Joueurs de l'OM braqués: Enfants terrorisés et coups de crosse sur le crâne... Hilton a témoigné
JUSTICE•Le défenseur brésilien, aujourd'hui à Montpellier, avait été braqué en 2011...N.C. avec AFP
Le défenseur brésilien de Montpellier (L1) Hilton Vitorino da Silva et son épouse Francielli ont fait jeudi devant la cour d'assises des mineurs des Bouches-du-Rhône, le récit de leur agression, survenue dans leur villa du 8e arrondissement de Marseille en juillet 2011. Le footballeur n'a fait aucune déclaration à l'issue de sa déposition. La cour d'assises juge à huis clos depuis lundi sept jeunes accusés de 13 vols à main armée et séquestrations commis en 2011.
«M. Vitorino da Silva a expliqué que cette agression était à l'origine de son départ de Marseille, a précisé son avocat Pierre-Marie Grappin. Leurs enfants ont été terrorisés et aujourd'hui encore lorsque le soir tombe et que leurs parents sont absents, ils se sentent en insécurité.» Entendu par les enquêteurs le lendemain de son agression, Hilton avait expliqué que 10 personnes se trouvaient à son domicile, ce soir-là. Outre son épouse, ses deux enfants et une employée de maison - restée dans sa chambre durant les faits -, des membres de sa famille venus du Brésil en vacances avaient été également agressés et volés.
«Si tu ne me donnes pas plus d'argent, je vais faire du mal à tes enfants»
«A 23H45, j'ai éteint la télé pour regagner ma chambre, avait-il témoigné à l'époque.
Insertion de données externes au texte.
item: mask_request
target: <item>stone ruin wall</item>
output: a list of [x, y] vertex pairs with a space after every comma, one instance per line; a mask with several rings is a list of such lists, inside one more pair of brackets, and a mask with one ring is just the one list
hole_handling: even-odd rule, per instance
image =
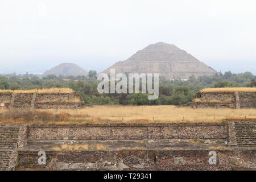
[[[200, 101], [193, 101], [193, 108], [256, 109], [256, 92], [199, 92], [194, 100], [197, 98]], [[220, 101], [209, 101], [210, 100]]]
[[[5, 161], [6, 161], [5, 159], [8, 159], [10, 160], [8, 169], [15, 170], [237, 170], [245, 168], [255, 170], [255, 148], [46, 150], [47, 159], [44, 165], [38, 164], [39, 151], [26, 149], [31, 141], [43, 144], [47, 141], [63, 143], [61, 141], [65, 140], [74, 142], [118, 139], [125, 141], [127, 139], [184, 140], [195, 138], [211, 141], [228, 140], [229, 144], [236, 146], [239, 144], [237, 137], [240, 136], [238, 132], [241, 132], [241, 129], [249, 130], [243, 130], [243, 133], [249, 131], [250, 134], [251, 131], [255, 131], [255, 122], [230, 122], [228, 125], [197, 123], [0, 126], [0, 129], [6, 131], [6, 135], [11, 134], [13, 137], [16, 137], [13, 146], [14, 147], [17, 146], [19, 148], [16, 152], [11, 152], [10, 149], [10, 154], [6, 154], [5, 156], [1, 155], [0, 152], [0, 161], [1, 157]], [[11, 128], [13, 130], [10, 133]], [[255, 132], [254, 134], [254, 136], [251, 134], [248, 135], [249, 140], [255, 138]], [[2, 136], [0, 142], [3, 143], [6, 143], [7, 138], [11, 139]], [[254, 141], [251, 146], [256, 146], [255, 140]], [[16, 143], [18, 144], [16, 145]], [[3, 146], [6, 148], [5, 146]], [[11, 148], [11, 146], [9, 148]], [[217, 163], [214, 165], [209, 163], [209, 152], [212, 151], [217, 154]], [[8, 158], [7, 154], [10, 155]]]
[[115, 140], [228, 138], [228, 125], [213, 123], [29, 126], [27, 140]]
[[[216, 164], [213, 165], [209, 163], [210, 151], [46, 151], [46, 165], [38, 164], [38, 152], [19, 151], [16, 169], [225, 171], [255, 168], [255, 150], [214, 150], [217, 158]], [[240, 166], [242, 168], [239, 168]]]
[[[26, 96], [26, 100], [24, 99]], [[51, 100], [70, 100], [79, 98], [79, 102], [51, 102]], [[8, 101], [8, 102], [5, 102]], [[45, 102], [43, 101], [46, 101]], [[82, 99], [79, 94], [73, 93], [0, 93], [0, 102], [5, 106], [1, 109], [80, 109], [83, 107]], [[24, 107], [25, 105], [30, 106]]]
[[0, 109], [8, 109], [11, 100], [11, 93], [3, 93], [0, 94], [0, 103], [5, 104], [5, 106], [0, 106]]

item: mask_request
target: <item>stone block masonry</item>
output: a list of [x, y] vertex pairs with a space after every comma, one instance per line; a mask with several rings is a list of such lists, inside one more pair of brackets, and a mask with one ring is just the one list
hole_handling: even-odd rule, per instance
[[193, 100], [193, 108], [256, 109], [256, 92], [201, 92]]
[[[74, 102], [75, 99], [78, 101]], [[0, 102], [10, 109], [81, 109], [82, 99], [73, 93], [0, 93]]]
[[[210, 150], [121, 150], [46, 151], [46, 164], [38, 163], [38, 151], [19, 151], [17, 170], [232, 170], [255, 169], [255, 150], [215, 150], [216, 164], [209, 163]], [[237, 156], [239, 156], [238, 158]], [[236, 164], [236, 160], [241, 162]]]
[[[0, 143], [3, 144], [0, 146], [0, 170], [256, 170], [255, 123], [251, 121], [229, 122], [228, 125], [196, 123], [0, 126]], [[198, 139], [229, 142], [229, 146], [222, 146], [224, 148], [222, 150], [200, 148], [204, 147], [201, 145], [185, 150], [182, 147], [153, 147], [53, 151], [48, 148], [44, 151], [46, 164], [38, 163], [38, 152], [49, 141], [55, 141], [48, 143], [51, 144], [63, 144], [64, 140], [72, 143], [101, 140], [101, 143], [104, 143], [106, 140], [118, 140], [125, 143], [127, 140], [162, 140], [166, 142], [173, 139], [179, 141]], [[39, 146], [33, 148], [32, 145], [36, 143]], [[13, 144], [18, 144], [18, 150], [16, 146], [12, 148]], [[244, 144], [247, 144], [246, 147]], [[209, 163], [212, 152], [216, 154], [216, 163], [213, 164]]]
[[28, 127], [27, 140], [125, 140], [228, 138], [228, 125], [208, 123], [172, 123], [136, 125], [40, 125]]

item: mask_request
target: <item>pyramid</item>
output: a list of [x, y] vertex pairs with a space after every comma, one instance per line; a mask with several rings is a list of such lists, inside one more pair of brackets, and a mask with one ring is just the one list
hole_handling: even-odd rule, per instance
[[164, 43], [150, 44], [127, 60], [119, 61], [103, 72], [115, 69], [115, 74], [159, 73], [166, 79], [188, 79], [194, 75], [212, 76], [215, 70], [174, 45]]
[[46, 71], [41, 75], [41, 77], [48, 75], [54, 75], [56, 76], [87, 76], [88, 73], [83, 68], [74, 63], [61, 63], [60, 65], [52, 68], [49, 71]]

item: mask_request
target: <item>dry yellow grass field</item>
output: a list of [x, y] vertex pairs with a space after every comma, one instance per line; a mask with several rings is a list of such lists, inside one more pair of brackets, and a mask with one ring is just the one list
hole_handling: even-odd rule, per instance
[[[175, 106], [96, 106], [82, 109], [50, 110], [55, 114], [67, 113], [72, 120], [90, 122], [133, 123], [173, 122], [221, 122], [229, 118], [256, 117], [256, 109], [192, 109]], [[215, 120], [214, 120], [215, 117]], [[154, 118], [154, 119], [153, 119]], [[93, 121], [92, 121], [92, 118]]]
[[207, 88], [201, 92], [256, 92], [255, 87], [226, 87], [226, 88]]
[[[0, 110], [0, 116], [9, 110]], [[175, 106], [95, 106], [81, 109], [36, 110], [46, 112], [46, 117], [59, 115], [57, 121], [36, 121], [36, 123], [82, 124], [108, 123], [168, 123], [168, 122], [221, 122], [227, 118], [256, 118], [256, 109], [192, 109]], [[16, 113], [16, 112], [15, 112]], [[39, 113], [34, 114], [35, 117]], [[34, 116], [31, 117], [34, 118]], [[2, 124], [34, 124], [35, 121], [0, 119]]]
[[53, 88], [51, 89], [33, 89], [33, 90], [0, 90], [1, 92], [14, 92], [14, 93], [71, 93], [73, 90], [68, 88]]

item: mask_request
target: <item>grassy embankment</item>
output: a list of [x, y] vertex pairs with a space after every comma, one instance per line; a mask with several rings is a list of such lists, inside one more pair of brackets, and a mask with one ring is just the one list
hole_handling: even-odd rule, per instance
[[245, 117], [256, 118], [256, 109], [104, 105], [81, 109], [1, 110], [0, 124], [221, 122]]

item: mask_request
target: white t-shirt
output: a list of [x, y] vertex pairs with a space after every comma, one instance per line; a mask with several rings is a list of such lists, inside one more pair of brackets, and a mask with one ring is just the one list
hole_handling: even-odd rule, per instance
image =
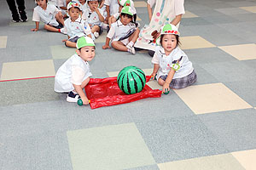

Alors que je me trouvais dans les escaliers, j'ai entendu le chien aboyer dans le jardin. Il semblait avoir peur.» Par la fenêtre, le footballeur aperçoit deux individus enjambant le portail extérieur: «J'ai crié pour avertir les membres de ma famille. J'ai entendu un grand bruit provenant de la porte d'entrée. (...) L'un des malfaiteurs m'a ordonné de me coucher au sol, est venu à ma hauteur et m'a porté un coup de crosse sur le crâne.»
Après avoir remis 350 euros, sa carte bancaire accompagnée du code, Hilton reçoit un nouveau coup de crosse. «Il me menaçait en déclarant à plusieurs reprises: "Si tu ne me donnes pas plus d'argent, je vais faire du mal à tes enfants".» Enfermée dans la salle de bains avec ses enfants, un garçon et une fille à l'époque âgés de 5 et 9 ans, l'épouse du footballeur avait expliqué avoir entendu frapper à la porte avec insistance. Quand elle ouvre, elle voit son mari, une arme de poing braquée sur le crâne. Un des agresseurs tente toutefois de la rassurer, avait-elle expliqué aux enquêteurs.
Mercredi, la cour d'assises des mineurs a aussi entendu l'épouse d'André Ayew. Le verdict est attendu mercredi.